Shrewsbury v. Ellis , 26 Tex. Civ. App. 406 ( 1901 )


Menu:
  • The appellant brought this suit in the District Court of Grayson County for mandamus to the appellee, as clerk of the County Court of said county, requiring him to enter in the probate fee book of said court two items of fees claimed by the appellant as accruing to him as sheriff of Grayson County for the service of process in two several cases on the probate docket of said County Court. The fees claimed were for mileage in posting notices of an application for guardianship, and of one for the sale of real estate. The petition set forth the facts showing the execution of the process and the sheriff's return thereof, with his fees indorsed, including mileage for the distance traveled in posting said notices as required by law, and alleged that the appellee entered in the probate fee book the items for notices, but, although requested by the appellant to do so, refused to enter said items of mileage in said fee book as a part of the costs in said probate cases, giving as a reason therefor that the appellant was not entitled to collect fees for mileage in the execution of such process. The court below sustained a general demurrer to the petition, and rendered judgment in favor of the appellee.

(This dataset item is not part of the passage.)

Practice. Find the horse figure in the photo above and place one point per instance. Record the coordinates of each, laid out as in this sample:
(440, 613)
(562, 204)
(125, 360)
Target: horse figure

    There are two prerequisites to the granting of the writ of mandamus. *Page 407 First, it must be shown that the relator has a clear legal right to the performance of the particular act at the hands of the respondent; and second, it must appear that the law affords no other adequate or specific remedy to secure the enforcement of the right and the performance of the duty which it is sought to coerce. High's Extr. Leg. Rem., secs. 10, 15. The sheriff has a clear legal right to have his fees entered by the county clerk in the probate fee book, if they are such as he is authorized by law to receive whenever they have accrued. Rev. Stats., art. 1848. But if it should appear that the appellant has a specific or adequate remedy at law, the question of whether or not he is entitled to the fees claimed need not be decided. It would seem that the determination of the latter question is the purpose of the suit. It is therefore proper, since the question of remedy at law is in its nature jurisdictional, that it should be considered first.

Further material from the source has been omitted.